Subject: [Tweeters] Through The Rainbow
Date: Apr 27 16:27:12 2016
From: Jeff Gibson - gibsondesign at msn.com











A few nights ago I had dinner with my ol' parents here in Port Townsend. I live nearby, so as to keep an eye on 'em, but don't live with them anymore for my own good. The road to hell is paved with good intentions, as somebody once said, and you can lay down a lot of pavement trying to help people with dementia, but it can cost you your own health if you're not careful. I wasn't careful last year.
But, moving right along, I had a nice, and very slow, dinner with my folks at their house, with a stupendous view of the Sound and Cascades. Mom , having forgotten something for the umpteenth time , said, " Getting old, Jeff". She was tired too.
"Getting old?", I said, " gosh mom, you've been old for years!". You have to have some love in your heart to say something like that around here, because Mom still has sharp elbows and knows how to use 'em. Luckily, she was also at the at the far end of the table.
Dementia is a very strange thing to be around, because it's completely unreasonable. You can lead a "horse "to water but you can't make 'em drink. I've tried. Can't make 'em think either.
But we could be together in the present moment. Even if you can't remember anything there is always the present. It's kinda like Zen , without memory. Or whatever.

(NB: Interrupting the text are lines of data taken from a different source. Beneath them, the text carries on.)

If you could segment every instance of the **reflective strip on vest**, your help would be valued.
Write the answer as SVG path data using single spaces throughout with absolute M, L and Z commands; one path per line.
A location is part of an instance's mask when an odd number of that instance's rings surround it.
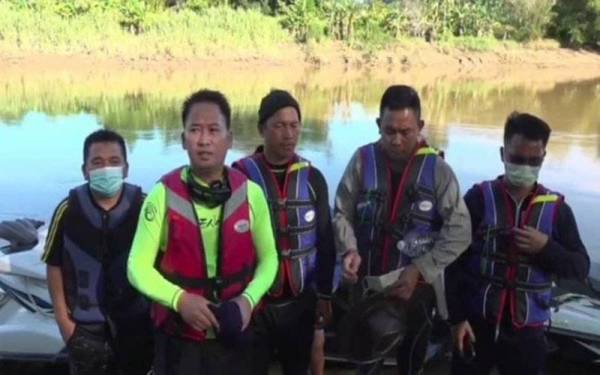
M 167 194 L 167 208 L 184 217 L 190 223 L 196 223 L 196 214 L 192 204 L 177 195 L 171 189 L 165 189 Z
M 248 202 L 248 184 L 245 182 L 240 185 L 232 194 L 223 209 L 223 221 L 229 219 L 242 204 Z

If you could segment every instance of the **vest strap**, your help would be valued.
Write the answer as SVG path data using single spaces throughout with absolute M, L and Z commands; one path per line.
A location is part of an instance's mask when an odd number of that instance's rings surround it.
M 306 249 L 288 249 L 279 252 L 279 257 L 284 259 L 299 259 L 306 256 L 312 255 L 317 251 L 316 247 L 309 247 Z
M 487 255 L 487 258 L 499 262 L 499 263 L 507 263 L 507 264 L 523 264 L 523 265 L 533 265 L 531 259 L 524 255 L 507 255 L 506 253 L 495 252 Z
M 507 289 L 507 290 L 515 289 L 515 290 L 524 291 L 524 292 L 540 293 L 540 292 L 548 291 L 552 288 L 552 283 L 534 284 L 534 283 L 526 283 L 526 282 L 517 281 L 517 280 L 508 280 L 503 277 L 500 278 L 500 277 L 490 277 L 490 276 L 485 276 L 484 279 L 487 280 L 488 282 L 490 282 L 494 286 L 497 286 L 497 287 L 500 287 L 503 289 Z
M 403 238 L 410 225 L 410 222 L 411 217 L 407 212 L 404 215 L 399 216 L 395 223 L 390 223 L 389 221 L 380 221 L 379 227 L 384 233 L 393 236 L 394 238 Z
M 480 227 L 479 229 L 477 229 L 475 234 L 477 236 L 481 236 L 484 241 L 489 241 L 496 237 L 507 236 L 510 234 L 511 231 L 512 231 L 512 227 L 508 227 L 508 226 L 498 226 L 498 227 L 487 226 L 487 227 Z
M 210 277 L 210 278 L 195 278 L 185 277 L 173 273 L 162 272 L 165 279 L 170 282 L 177 284 L 184 289 L 203 289 L 205 292 L 218 292 L 222 289 L 228 288 L 229 286 L 237 283 L 241 283 L 248 276 L 252 275 L 252 267 L 244 267 L 240 272 L 235 273 L 228 277 Z M 211 295 L 208 294 L 207 295 Z
M 273 210 L 286 210 L 288 208 L 300 208 L 300 207 L 313 207 L 313 202 L 310 200 L 303 199 L 269 199 L 269 206 Z
M 302 234 L 302 233 L 306 233 L 306 232 L 311 232 L 313 229 L 315 229 L 316 226 L 317 226 L 317 224 L 315 224 L 313 222 L 309 225 L 303 225 L 303 226 L 298 226 L 298 227 L 293 227 L 293 228 L 277 227 L 277 233 L 283 234 L 283 235 L 294 236 L 294 235 L 298 235 L 298 234 Z

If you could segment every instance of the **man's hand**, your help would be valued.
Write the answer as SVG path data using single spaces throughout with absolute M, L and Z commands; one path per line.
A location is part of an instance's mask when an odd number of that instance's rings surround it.
M 65 344 L 71 339 L 73 333 L 75 332 L 75 322 L 71 320 L 71 318 L 66 317 L 65 319 L 60 319 L 56 321 L 58 323 L 58 328 L 60 330 L 60 335 L 63 338 Z
M 71 339 L 73 332 L 75 332 L 75 322 L 71 320 L 69 308 L 67 307 L 67 301 L 64 294 L 62 270 L 58 266 L 48 265 L 46 267 L 46 273 L 48 278 L 48 291 L 50 292 L 50 298 L 52 299 L 52 305 L 54 306 L 54 316 L 60 335 L 62 336 L 65 343 Z
M 417 267 L 414 264 L 409 264 L 400 274 L 398 282 L 396 283 L 396 286 L 393 287 L 390 295 L 405 301 L 409 300 L 415 291 L 420 276 L 421 273 Z
M 471 344 L 475 342 L 475 334 L 473 333 L 473 328 L 471 328 L 468 320 L 452 326 L 452 342 L 460 354 L 464 354 L 465 337 L 468 338 L 468 341 L 470 341 Z
M 208 308 L 210 302 L 202 297 L 188 292 L 183 292 L 179 297 L 177 310 L 183 320 L 197 331 L 209 328 L 219 329 L 219 322 Z
M 538 254 L 548 243 L 548 236 L 539 230 L 526 226 L 513 228 L 517 248 L 524 254 Z
M 248 301 L 248 299 L 241 294 L 235 297 L 232 301 L 237 303 L 238 307 L 240 308 L 243 331 L 246 329 L 246 327 L 248 327 L 250 318 L 252 318 L 252 306 L 250 306 L 250 301 Z
M 317 309 L 315 312 L 315 327 L 323 328 L 331 321 L 332 307 L 328 299 L 317 300 Z
M 360 269 L 361 258 L 356 250 L 348 250 L 342 260 L 343 278 L 350 284 L 356 284 L 358 281 L 358 270 Z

Anyhoo, there we were, sitting at the table , when Dad noted ,"birdy!" , seeing a Bald Eagle perched in a sentinel Doug-fir out the window view. Dad loves seeing the eagles. Mom was noting her wisteria vine on the deck rail was "out of control", which I think is one of the funniest concepts in gardening. OMG, my yard is out of control! We can't be having that! She also noted a bright Towhee just outside the window, snooping in the wisteria. "Wow, that's pretty!" she said, with real excitement.
Then, as we slowly ate dinner, a rainbow appeared in the East. As rainbows sometimes do, it gradually evolved, brighter and brighter. One end was right on the stately Jefferson County Courthouse, on the distant hill across from us, and the other end was on a nearby, and also stately , Madrone tree. Where was the pot of gold? My values were on the lovely Madrone.
So there we were, rainbow watching. It was getting brighter and brighter, but it was time for me to leave. And that was OK because the parents were still into watching the bow. Soon , as rainbows also do, it was gonna fade out. I can imagine my Dad quipping " We old, but we outlived that rainbow!" Yes, the folks are old and senile, but still have a sense of humor.
Yet sometime, and probably not too long from now, my parents will also pass on. When they leave biology behind maybe they'll fly though a rainbow. Or possibly into a bright starry sky. Or more likely ,around Puget Sound, through twenty thousand feet of clouds. Of course the weather really isn't a factor in such a transition, yet I wish them a good trip into the Great Mystery, however it turns out.
But lately, we're still watching eagles, rainbows, and towhees. And that darn wisteria.